So yeah, there was like this all-powerful God dude. And He was all alone in this dark, kind of dank abyss in the middle of nowhere. After a few eternities or more–give or take a few, because what is time even?–He decided it would be a good idea to actually see where the fuck He was. So He shouted at the top of His Godly lungs, “Let there be light!” And then, because He’s this all-powerful God dude, it happened.
And He totally dug it.
Sooner or later He probably realized what’s the point of having all this light if there’s nothing to see, so He karate-chopped that shit and made some comets and dust and, I don’t know, I guess probably the Death Star and other George Lucas memorabilia (He who knows all likes to think ahead). Then He probably realized that He still had no friends, so He balled up some of the leftover Play-Doh from when he made His divine bong and created Earth. This all was in one day, by the way, because night didn’t exist yet. So He crafted that shit.
But like, after all of that creating and Lording over, God must’ve needed to take a ginormous piss, right? And piss He did, so on the third day, Earth had water at last. But God, not having been properly hydrated in the abyss, definitely had a ton of kidney stones floating in there. He called those bitches fish.
Then, upon looking at His newly formed bitches, God was compelled to create the first philosophical question: If a fish exists but is not being consumed with a mild yet tasty sauce, is it really alive at all? So God made some giant-ass lizards to eat them. A few days passed, I think, and by day five or so God still hadn’t had a single conversation with anyone, which totally sucked. So He threw one of those flying rocks at the Earth and all those antisocial lizard fucks died.
He saw that shit was good.
And on the sixth day, after hours of brainstorming on his newly invented Etch-A-Sketch, God made Man. And a bunch of other random animals, too, because there’s no way it took more than a few hours to come up with something as lame as the fucking hippo.

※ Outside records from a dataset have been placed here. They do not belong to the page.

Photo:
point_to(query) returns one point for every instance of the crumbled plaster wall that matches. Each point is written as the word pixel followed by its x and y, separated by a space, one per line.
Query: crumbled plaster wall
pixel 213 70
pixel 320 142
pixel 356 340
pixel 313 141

But God was still sad, because upon the completion of his work, He had nothing else to do (even though He was God and probably could’ve un-invented sadness if He wanted). So on the seventh day, God created the military-industrial complex and was finally able to rest, content at least to know that no amount of labor would ever come close to bringing an end to His creative endeavor.
So there, God’s a pretty cool guy. You should cut off your foreskin.